Music improves learning skills
Research undertaken by the University of London has clearly demonstrated the cognitive benefits that music gives young children particularly in Key Stage 1, suggesting music can support the development of literacy, numeracy and listening skills.
Music fosters team working
Playing in small groups, in whole classes or in any ensemble or orchestra means you are part of an integrated team. Everyone has a role however large or small and this helps to build co-operation and mutual support. It promotes the importance of working harmoniously with others towards a common goal.
Music builds life skills
Playing an instrument or learning to sing requires real concentration. Quietness and calm whether on stage or in the classroom is essential. Working alongside other members of an instrumental or singing group helps children to recognise their own skills and appreciate those of others.
Music underpins better behaviour
To learn music you need discipline. To play well requires regular practice and dedication. And when young people enjoy doing something, they’ll stick to it!
Music encourages creativity
Music enables young people to express themselves like no other medium. It empowers them to shape their world through sound and allows them to exercise their imaginations. Encouraging creativity also teaches them to think outside the box when problem solving.
Music is for life
An early start in music often results in music becoming a life-long passion. This gift is precious and whilst not all students go on to play in professional orchestras or famous rock bands, the seeds sown in the classroom continue to flourish for a lifetime.
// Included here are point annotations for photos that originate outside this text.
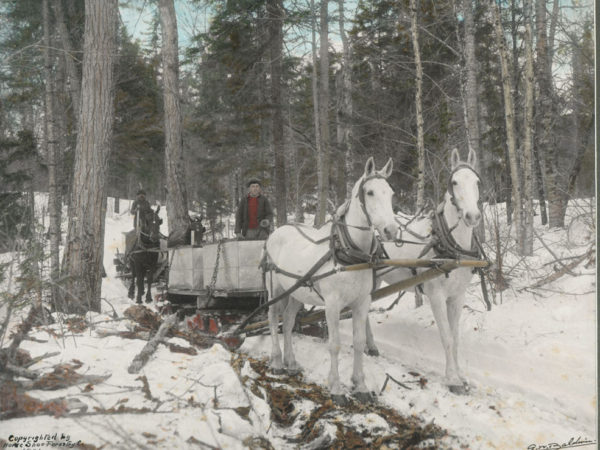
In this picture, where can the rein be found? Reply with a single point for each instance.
(342, 249)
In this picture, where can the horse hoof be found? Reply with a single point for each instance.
(365, 397)
(340, 400)
(460, 389)
(293, 372)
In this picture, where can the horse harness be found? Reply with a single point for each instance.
(443, 243)
(342, 249)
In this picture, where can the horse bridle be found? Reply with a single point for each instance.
(450, 188)
(343, 226)
(361, 197)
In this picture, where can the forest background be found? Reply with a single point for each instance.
(297, 93)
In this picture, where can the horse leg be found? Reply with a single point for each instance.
(289, 318)
(332, 314)
(455, 305)
(440, 312)
(275, 362)
(371, 348)
(360, 313)
(150, 280)
(140, 285)
(131, 291)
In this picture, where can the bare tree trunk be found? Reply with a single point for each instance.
(177, 209)
(471, 98)
(544, 127)
(583, 127)
(418, 105)
(552, 32)
(323, 157)
(275, 20)
(51, 156)
(509, 117)
(85, 242)
(527, 242)
(69, 56)
(345, 109)
(471, 90)
(315, 92)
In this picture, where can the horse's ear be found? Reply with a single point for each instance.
(472, 158)
(369, 166)
(454, 159)
(387, 169)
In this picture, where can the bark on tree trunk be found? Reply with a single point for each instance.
(323, 157)
(51, 157)
(69, 57)
(315, 92)
(177, 209)
(275, 20)
(544, 125)
(418, 105)
(345, 110)
(527, 242)
(509, 114)
(85, 242)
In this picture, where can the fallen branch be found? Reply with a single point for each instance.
(20, 371)
(556, 258)
(40, 358)
(389, 377)
(143, 335)
(142, 358)
(556, 275)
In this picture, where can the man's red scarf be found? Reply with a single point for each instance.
(252, 212)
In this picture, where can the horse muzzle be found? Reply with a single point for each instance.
(472, 219)
(390, 231)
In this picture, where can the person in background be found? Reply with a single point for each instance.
(254, 214)
(140, 204)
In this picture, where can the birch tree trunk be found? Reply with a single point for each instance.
(85, 242)
(544, 139)
(471, 90)
(323, 157)
(69, 57)
(275, 20)
(509, 117)
(177, 209)
(345, 110)
(527, 241)
(315, 92)
(418, 105)
(51, 156)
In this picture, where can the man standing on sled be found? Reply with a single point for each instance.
(254, 214)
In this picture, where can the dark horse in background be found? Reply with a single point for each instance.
(144, 255)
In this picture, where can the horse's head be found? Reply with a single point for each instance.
(375, 195)
(463, 187)
(150, 224)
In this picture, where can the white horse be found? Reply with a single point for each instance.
(293, 251)
(460, 211)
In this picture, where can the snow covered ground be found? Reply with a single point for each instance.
(531, 362)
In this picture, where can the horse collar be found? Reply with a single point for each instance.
(451, 187)
(361, 195)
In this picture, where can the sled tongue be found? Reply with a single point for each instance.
(230, 341)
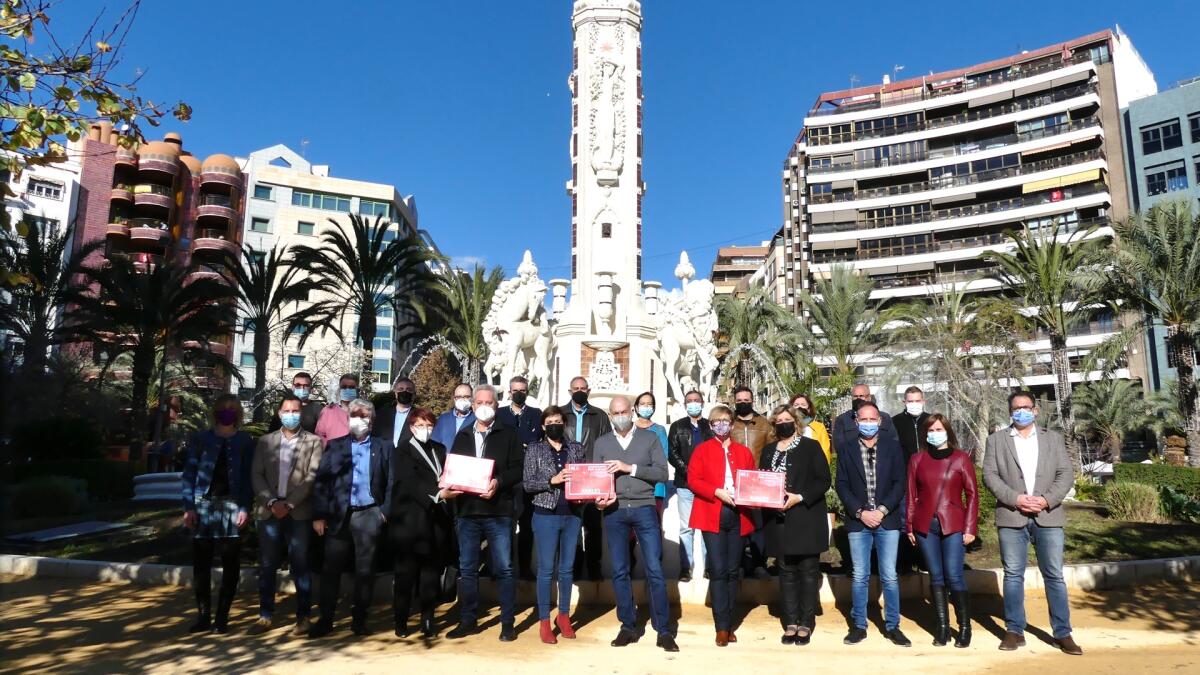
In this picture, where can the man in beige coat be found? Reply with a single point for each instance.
(282, 476)
(1030, 472)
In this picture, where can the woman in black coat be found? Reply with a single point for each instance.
(420, 526)
(798, 532)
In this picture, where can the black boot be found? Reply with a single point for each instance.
(942, 614)
(963, 613)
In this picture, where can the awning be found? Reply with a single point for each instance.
(1072, 179)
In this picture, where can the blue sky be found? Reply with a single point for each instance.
(465, 102)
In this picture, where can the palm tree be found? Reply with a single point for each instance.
(46, 275)
(127, 306)
(1155, 264)
(468, 298)
(1110, 410)
(1045, 273)
(267, 287)
(367, 270)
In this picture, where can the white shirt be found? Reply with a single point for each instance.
(1026, 455)
(287, 452)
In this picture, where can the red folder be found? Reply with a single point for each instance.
(763, 489)
(587, 482)
(467, 473)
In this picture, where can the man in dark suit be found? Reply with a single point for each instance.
(391, 422)
(352, 496)
(527, 422)
(871, 481)
(487, 517)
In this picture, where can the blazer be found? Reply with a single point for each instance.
(706, 475)
(264, 473)
(891, 478)
(951, 477)
(503, 447)
(331, 489)
(1002, 475)
(203, 449)
(679, 447)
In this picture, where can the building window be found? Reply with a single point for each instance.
(1161, 137)
(46, 189)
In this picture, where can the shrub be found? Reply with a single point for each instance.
(1182, 478)
(1134, 502)
(48, 495)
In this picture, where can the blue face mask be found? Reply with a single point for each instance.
(868, 429)
(1023, 417)
(291, 420)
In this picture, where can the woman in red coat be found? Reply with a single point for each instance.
(940, 479)
(711, 475)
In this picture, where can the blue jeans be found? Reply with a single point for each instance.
(684, 497)
(556, 535)
(643, 523)
(498, 533)
(943, 556)
(885, 542)
(1014, 550)
(274, 535)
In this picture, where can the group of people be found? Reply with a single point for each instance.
(363, 479)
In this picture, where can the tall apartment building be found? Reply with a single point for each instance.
(291, 203)
(912, 181)
(1162, 136)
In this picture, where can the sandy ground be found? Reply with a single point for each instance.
(70, 627)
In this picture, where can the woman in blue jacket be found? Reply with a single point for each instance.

Music is an educational building block
The Department for Education has stated that a high-quality music education can improve self-confidence, behaviour and social skills as well as improve academic achievement across the curriculum. And while music touches the lives of all young people, the disadvantaged can benefit most.
Music is fun
Music making is not only good for the brain but also the heart! Young people enjoy the pleasure of mastering a tune or a song. The prestige and stimulation of a first performance in front of an audience is an adrenalin rush that is never forgotten.
Music is for everyone
Music is inclusive irrespective of abilities. It can be of particular benefit to children and young people with Special Educational Needs and disabilities but also those who are marginalised, vulnerable and often hard to reach.